AMALUNA directed by Diane Paulus (Cirque du Soleil). At the Grand Chapiteau (Commissioners and Cherry). To November 4. $43.50-$158.50. Rating: NNNN See listing.
Amaluna isn't Cirque du Soleil's most memorable show, but it's not just a series of loosely strung together stunts either. Credit veteran theatre and opera director Diane Paulus for drawing on Shakespeare and Greek myths to fashion one kick-ass celebration of woman power.
The statuesque Prospera (Julie McInnes) rules over a mysterious island populated by goddesses, her daughter Miranda (Iuliia Mykhailova) and a strange lizard-like creature named Cali (Viktor Kee), who later demonstrates some wicked juggling skills. When a storm washes a group of sailors ashore, Miranda falls for Romeo (Edouard Doye), and Mom sets a series of tests to usher the girl into adulthood.
What makes the show so special is the clever, tongue-in-cheek way Paulus has structured the material.

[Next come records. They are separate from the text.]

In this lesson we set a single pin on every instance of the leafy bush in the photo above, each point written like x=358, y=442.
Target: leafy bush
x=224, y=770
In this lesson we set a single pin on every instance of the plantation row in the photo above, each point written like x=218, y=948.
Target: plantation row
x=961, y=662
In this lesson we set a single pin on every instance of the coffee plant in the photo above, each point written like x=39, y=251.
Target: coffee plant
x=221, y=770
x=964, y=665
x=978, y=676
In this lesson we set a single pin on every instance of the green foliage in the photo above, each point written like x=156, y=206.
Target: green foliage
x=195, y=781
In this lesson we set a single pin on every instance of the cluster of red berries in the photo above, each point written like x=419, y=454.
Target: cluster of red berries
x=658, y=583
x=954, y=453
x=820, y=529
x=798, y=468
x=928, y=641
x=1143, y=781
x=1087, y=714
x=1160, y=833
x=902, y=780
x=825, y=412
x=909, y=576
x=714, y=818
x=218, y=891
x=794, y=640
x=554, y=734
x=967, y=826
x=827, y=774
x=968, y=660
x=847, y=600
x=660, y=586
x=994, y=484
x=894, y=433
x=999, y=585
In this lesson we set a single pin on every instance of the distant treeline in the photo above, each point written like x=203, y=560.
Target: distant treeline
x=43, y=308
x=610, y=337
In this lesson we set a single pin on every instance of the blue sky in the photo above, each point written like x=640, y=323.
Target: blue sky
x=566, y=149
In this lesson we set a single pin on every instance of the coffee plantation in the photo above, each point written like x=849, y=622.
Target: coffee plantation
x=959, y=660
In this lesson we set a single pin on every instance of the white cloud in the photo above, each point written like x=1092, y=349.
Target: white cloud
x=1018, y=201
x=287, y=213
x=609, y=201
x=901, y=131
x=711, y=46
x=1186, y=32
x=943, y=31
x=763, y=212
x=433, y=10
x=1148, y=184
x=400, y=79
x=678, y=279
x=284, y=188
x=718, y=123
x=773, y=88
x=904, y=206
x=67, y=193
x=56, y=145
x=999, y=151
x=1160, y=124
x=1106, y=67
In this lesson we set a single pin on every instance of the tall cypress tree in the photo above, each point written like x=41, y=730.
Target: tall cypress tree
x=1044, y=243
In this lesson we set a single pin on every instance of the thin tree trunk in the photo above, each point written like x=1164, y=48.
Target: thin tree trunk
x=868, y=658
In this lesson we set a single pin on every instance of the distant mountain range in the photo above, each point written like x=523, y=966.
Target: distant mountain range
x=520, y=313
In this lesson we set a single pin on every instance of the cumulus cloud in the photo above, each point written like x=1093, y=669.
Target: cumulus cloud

At the start, the island is an Amazonian paradise, where a pair of blond-mohawk-sporting female unicyclists spin out in style and a group of frighteningly nimble female Chinese acrobats twirl and tumble in the air in a way that gives you back pains just watching.
But when the storm breaks - thanks to exciting and vivid aerial work by Suren Bozyan and Karyna Konchakivska's wind gods - the boys appear, and an anything-you-can-do-I-can-do-better competitive vibe enters the ring and provides a backdrop to the burgeoning love story.

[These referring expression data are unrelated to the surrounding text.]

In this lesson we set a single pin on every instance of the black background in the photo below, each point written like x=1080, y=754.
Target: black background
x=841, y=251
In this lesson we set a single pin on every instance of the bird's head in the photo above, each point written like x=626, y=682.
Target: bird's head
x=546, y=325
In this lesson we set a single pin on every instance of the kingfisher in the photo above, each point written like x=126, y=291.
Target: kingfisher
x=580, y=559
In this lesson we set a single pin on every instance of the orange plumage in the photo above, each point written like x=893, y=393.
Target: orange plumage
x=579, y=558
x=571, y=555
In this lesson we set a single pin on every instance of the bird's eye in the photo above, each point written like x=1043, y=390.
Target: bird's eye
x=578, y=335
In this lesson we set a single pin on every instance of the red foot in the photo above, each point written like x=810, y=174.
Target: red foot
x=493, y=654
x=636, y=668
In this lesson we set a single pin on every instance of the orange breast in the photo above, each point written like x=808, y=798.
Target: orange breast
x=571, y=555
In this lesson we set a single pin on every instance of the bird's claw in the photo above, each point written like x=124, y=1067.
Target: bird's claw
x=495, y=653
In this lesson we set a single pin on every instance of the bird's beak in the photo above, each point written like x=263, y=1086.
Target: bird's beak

There are a few dull notes, like a swan-like creature whose balletic moves seem oddly out of place (choreography is by the estimable Karole Armitage) and a pair of pirate-like clowns who wear out their welcome through several appearances, although they do reinforce the theme of reproduction in a clever second-act sequence.

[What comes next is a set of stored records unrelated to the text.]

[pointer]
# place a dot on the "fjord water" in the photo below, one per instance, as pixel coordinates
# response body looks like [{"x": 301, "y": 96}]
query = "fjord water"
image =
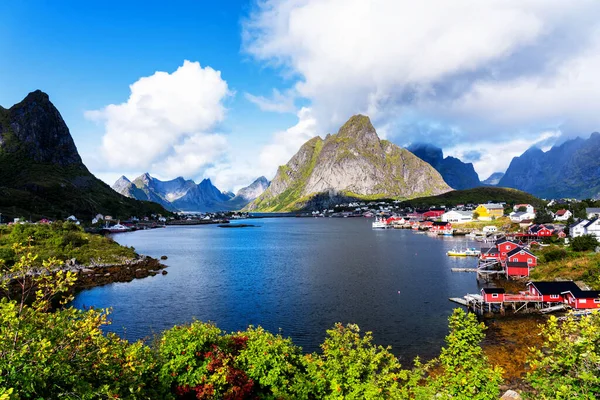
[{"x": 297, "y": 276}]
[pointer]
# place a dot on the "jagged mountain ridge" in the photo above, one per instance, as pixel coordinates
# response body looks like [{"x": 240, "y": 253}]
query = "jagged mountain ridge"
[
  {"x": 570, "y": 170},
  {"x": 185, "y": 195},
  {"x": 41, "y": 171},
  {"x": 352, "y": 164},
  {"x": 459, "y": 175},
  {"x": 493, "y": 179}
]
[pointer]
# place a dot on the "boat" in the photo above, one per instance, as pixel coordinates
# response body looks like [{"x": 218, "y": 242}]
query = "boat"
[
  {"x": 379, "y": 223},
  {"x": 117, "y": 228}
]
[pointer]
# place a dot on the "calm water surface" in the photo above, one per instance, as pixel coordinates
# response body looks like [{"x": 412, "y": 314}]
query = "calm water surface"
[{"x": 297, "y": 276}]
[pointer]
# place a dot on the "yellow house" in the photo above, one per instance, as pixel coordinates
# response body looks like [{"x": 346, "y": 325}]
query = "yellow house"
[{"x": 487, "y": 211}]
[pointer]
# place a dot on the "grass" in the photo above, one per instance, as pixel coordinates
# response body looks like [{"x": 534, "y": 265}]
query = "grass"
[{"x": 64, "y": 241}]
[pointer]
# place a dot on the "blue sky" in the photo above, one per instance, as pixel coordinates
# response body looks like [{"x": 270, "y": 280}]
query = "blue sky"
[{"x": 477, "y": 78}]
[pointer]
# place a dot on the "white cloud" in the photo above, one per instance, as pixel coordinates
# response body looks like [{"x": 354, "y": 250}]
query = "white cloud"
[
  {"x": 481, "y": 72},
  {"x": 167, "y": 122},
  {"x": 279, "y": 102}
]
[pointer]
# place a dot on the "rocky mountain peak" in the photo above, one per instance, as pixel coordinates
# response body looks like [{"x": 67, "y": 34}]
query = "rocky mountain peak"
[{"x": 39, "y": 132}]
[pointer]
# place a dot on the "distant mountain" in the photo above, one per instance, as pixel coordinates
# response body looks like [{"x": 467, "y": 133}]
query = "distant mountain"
[
  {"x": 352, "y": 164},
  {"x": 457, "y": 174},
  {"x": 185, "y": 195},
  {"x": 569, "y": 170},
  {"x": 42, "y": 174},
  {"x": 493, "y": 179}
]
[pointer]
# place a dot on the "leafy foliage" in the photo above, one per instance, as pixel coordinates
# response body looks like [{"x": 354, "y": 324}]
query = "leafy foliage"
[{"x": 567, "y": 366}]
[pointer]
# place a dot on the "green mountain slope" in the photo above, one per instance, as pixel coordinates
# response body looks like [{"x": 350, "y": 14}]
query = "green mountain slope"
[
  {"x": 352, "y": 164},
  {"x": 41, "y": 172}
]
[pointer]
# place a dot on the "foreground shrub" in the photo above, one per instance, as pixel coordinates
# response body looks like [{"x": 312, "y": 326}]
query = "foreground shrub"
[
  {"x": 464, "y": 371},
  {"x": 568, "y": 364}
]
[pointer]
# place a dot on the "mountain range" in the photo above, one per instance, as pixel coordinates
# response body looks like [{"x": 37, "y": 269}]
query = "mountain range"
[
  {"x": 457, "y": 174},
  {"x": 185, "y": 195},
  {"x": 42, "y": 174},
  {"x": 569, "y": 170},
  {"x": 351, "y": 164}
]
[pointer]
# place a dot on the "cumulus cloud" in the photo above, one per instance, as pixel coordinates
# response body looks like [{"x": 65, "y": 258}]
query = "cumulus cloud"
[
  {"x": 279, "y": 102},
  {"x": 167, "y": 122},
  {"x": 467, "y": 70}
]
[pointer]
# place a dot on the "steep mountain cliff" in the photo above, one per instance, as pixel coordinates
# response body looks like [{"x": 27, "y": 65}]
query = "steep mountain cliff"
[
  {"x": 569, "y": 170},
  {"x": 184, "y": 195},
  {"x": 457, "y": 174},
  {"x": 354, "y": 163},
  {"x": 493, "y": 179},
  {"x": 41, "y": 172}
]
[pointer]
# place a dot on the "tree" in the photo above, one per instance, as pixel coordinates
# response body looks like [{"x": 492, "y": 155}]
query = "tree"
[
  {"x": 584, "y": 243},
  {"x": 465, "y": 372},
  {"x": 567, "y": 365}
]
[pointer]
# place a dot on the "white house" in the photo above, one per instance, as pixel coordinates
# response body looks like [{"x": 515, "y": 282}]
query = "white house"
[
  {"x": 457, "y": 216},
  {"x": 593, "y": 213},
  {"x": 521, "y": 216},
  {"x": 528, "y": 208},
  {"x": 562, "y": 215},
  {"x": 586, "y": 227}
]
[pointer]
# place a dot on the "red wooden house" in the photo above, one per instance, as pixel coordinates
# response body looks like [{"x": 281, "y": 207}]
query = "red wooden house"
[
  {"x": 582, "y": 299},
  {"x": 506, "y": 246},
  {"x": 551, "y": 292},
  {"x": 493, "y": 295},
  {"x": 517, "y": 269},
  {"x": 522, "y": 255},
  {"x": 434, "y": 213}
]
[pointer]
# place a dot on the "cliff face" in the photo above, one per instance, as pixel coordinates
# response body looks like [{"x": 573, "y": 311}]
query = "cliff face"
[
  {"x": 354, "y": 163},
  {"x": 457, "y": 174},
  {"x": 569, "y": 170},
  {"x": 41, "y": 172},
  {"x": 184, "y": 195}
]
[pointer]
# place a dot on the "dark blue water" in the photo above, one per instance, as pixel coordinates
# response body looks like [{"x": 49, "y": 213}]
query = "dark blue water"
[{"x": 297, "y": 276}]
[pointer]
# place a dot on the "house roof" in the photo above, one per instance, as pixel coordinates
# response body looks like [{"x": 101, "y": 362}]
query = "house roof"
[
  {"x": 551, "y": 287},
  {"x": 492, "y": 206},
  {"x": 517, "y": 264},
  {"x": 492, "y": 290},
  {"x": 518, "y": 250}
]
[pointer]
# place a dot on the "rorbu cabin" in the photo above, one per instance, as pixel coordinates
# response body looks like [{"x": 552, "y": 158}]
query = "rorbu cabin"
[
  {"x": 582, "y": 299},
  {"x": 552, "y": 292},
  {"x": 522, "y": 255},
  {"x": 493, "y": 295},
  {"x": 517, "y": 269}
]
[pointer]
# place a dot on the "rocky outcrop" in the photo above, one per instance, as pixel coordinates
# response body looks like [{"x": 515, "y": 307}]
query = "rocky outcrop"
[
  {"x": 571, "y": 170},
  {"x": 493, "y": 179},
  {"x": 457, "y": 174},
  {"x": 41, "y": 172},
  {"x": 354, "y": 164}
]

But it's the Miranda/Romeo (I suppose the name Ferdinand wouldn't have as much audience recognition) sections that grip the imagination, particularly in an inventive water bowl sequence that resembles an aquatic balcony scene, and a number where Romeo demonstrates his devotion by becoming one jaw-dropping pole dancer.
The percussive, rousing score is beautifully integrated with the action, the musicians onstage for much of the time.
While other Cirque shows take bigger physical leaps, this one has a pleasing sense of pace and balance. Speaking of balance, Lara Jacobs Rigolo steals the show in a bit where she uses her hands and feet to construct and balance a Jenga-like mobile of wooden pieces that, piece by piece, comes to resemble a rib cage.
It's one of the most impressive stunts I've seen in a Cirque show. And that's saying something.